Logo que chegaram, estranharam ver a porta aberta, mesmo assim entraram e viram como a casa estava silenciosa e aparentemente vazia.

— Mamãe, papai — Beatrice os chamou, mas ninguém respondeu.

— Procure eles nos quartos, vou tentar ver na cozinha — Jack propôs, e assim, as duas crianças se separaram e foi cada uma para um canto. Logo que Jack entrou na cozinha, o que encontrou lá era chocante. A mãe estava caída sem vida, havia muito sangue no local e um corte muito grande e profundo na barriga dela. Conteve um grito, antes de correr até a irmã, que estava no quarto dos pais. — Nós temos que ir!

— O que está acontecendo? — Ela perguntou confusa.

— Precisamos pedir ajuda — Foi tudo o que disse. Ele correu até a casa de uma vizinha, segurando Beatrice pela mão, e bateu desesperado na porta até que a mulher os atendeu.

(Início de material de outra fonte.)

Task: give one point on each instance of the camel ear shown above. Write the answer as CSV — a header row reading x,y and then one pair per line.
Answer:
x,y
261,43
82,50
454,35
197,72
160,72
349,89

— O que está acontecendo? — A mulher perguntou preocupada.

— Por favor, precisamos de ajuda — Jack disse desesperado. — A mamãe... Ela... — Ele tentava dizer, mas era difícil com a irmã ali, porém, precisava pedir ajuda. Aquele conflito fazia com que ele atropelasse as palavras.

— Jack, calma — a vizinha pediu. — O que está acontecendo.

— A mamãe, ela... — Ele não conseguia dizer. — Por favor, chama a ambulância, a policia... Eu não sei.

Mesmo sem entender, a mulher ligou para a emergência, e logo a rua foi invadida por ambulâncias e carros policiais. Além do corpo da mãe das crianças, o corpo do pai foi encontrado na garagem, ele estava amarrado ao teto com uma corda no pescoço, não haviam ferimentos nele, pelo menos, nenhum aparente. Logo, os policiais tiraram a conclusão de que ele havia matado a esposa e se matado em seguida.

Um dos policiais foi até a mulher que havia ligado, ela estava em frente à casa, chocada com os acontecimentos.

— Senhora — ele a chamou. —, foi você quem ligou?

— Sim.

— O que aconteceu?

— Eu não sei exatamente — respondeu. — O menino foi correndo até a minha casa e não falava coisa com coisa... Tem certeza que o pai deles fez isso mesmo?

— Tudo leva a crer que sim — o policial disse.

— Mas eu os conheço há anos — A mulher não conseguia entender. — Nunca houve uma briga, desentendimento, nada. Eles pareciam felizes, eram ótimos pais.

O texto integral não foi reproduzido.